There was also the question of how the state would confront Raisi’s legacy, which included a brutal crackdown on an anti-government uprising that began in the fall of 2022, and widespread voter apathy – including from loyalists of the government – as yet another election, for Raisi’s successor, approached.
Voter disaffection was “alarming” to Iran’s rulers, raising questions of legitimacy, Azizi said. That did not mean the electoral process would suddenly be opened to more moderate figures. “More and more, the government is inclined to use iron-fist tactics,” he said, adding that the post-Raisi era would probably see jostling among hard-line political factions for influence.
But analysts said there was no obvious figure in the hard-line camp to replace Raisi as president, compounding the state’s challenge.

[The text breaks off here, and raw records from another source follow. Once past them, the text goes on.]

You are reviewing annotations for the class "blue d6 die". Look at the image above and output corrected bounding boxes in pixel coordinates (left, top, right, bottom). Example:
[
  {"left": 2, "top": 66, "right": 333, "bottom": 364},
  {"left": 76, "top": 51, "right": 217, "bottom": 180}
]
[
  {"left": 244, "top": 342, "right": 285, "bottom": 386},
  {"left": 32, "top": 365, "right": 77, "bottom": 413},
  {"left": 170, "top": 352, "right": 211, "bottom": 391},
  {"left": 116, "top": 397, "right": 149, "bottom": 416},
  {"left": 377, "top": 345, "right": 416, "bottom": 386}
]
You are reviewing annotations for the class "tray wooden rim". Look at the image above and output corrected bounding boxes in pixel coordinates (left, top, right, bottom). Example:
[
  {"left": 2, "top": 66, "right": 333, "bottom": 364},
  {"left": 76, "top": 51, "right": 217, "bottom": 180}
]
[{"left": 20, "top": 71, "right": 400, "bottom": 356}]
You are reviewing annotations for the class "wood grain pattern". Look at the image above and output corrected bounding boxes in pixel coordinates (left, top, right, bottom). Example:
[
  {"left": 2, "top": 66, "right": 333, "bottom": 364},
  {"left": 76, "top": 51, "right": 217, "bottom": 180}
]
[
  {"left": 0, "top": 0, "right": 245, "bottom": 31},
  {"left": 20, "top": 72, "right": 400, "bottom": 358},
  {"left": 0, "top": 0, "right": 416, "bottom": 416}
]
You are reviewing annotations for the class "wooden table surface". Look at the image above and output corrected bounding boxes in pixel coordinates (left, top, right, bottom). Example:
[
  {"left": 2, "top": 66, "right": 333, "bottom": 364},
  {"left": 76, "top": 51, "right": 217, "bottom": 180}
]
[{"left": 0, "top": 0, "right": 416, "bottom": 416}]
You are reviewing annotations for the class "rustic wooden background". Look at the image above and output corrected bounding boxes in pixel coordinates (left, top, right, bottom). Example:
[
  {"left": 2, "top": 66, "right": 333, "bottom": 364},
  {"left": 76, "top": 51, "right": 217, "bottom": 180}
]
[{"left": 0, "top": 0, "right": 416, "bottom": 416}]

“When I heard that there were no survivors, I immediately thought about the political ramifications of this,” said Amir, a 33-year-old Isfahan resident, saying one of his main concerns was who would replace Khamenei. He spoke on the condition that only his first name be used for safety reasons. He hoped the next supreme leader would usher in a revitalization campaign similar to that of Saudi Arabia that would bring in drastic societal change.
“If the current power holders want to stay, that’s exactly what they would have to do,” he said.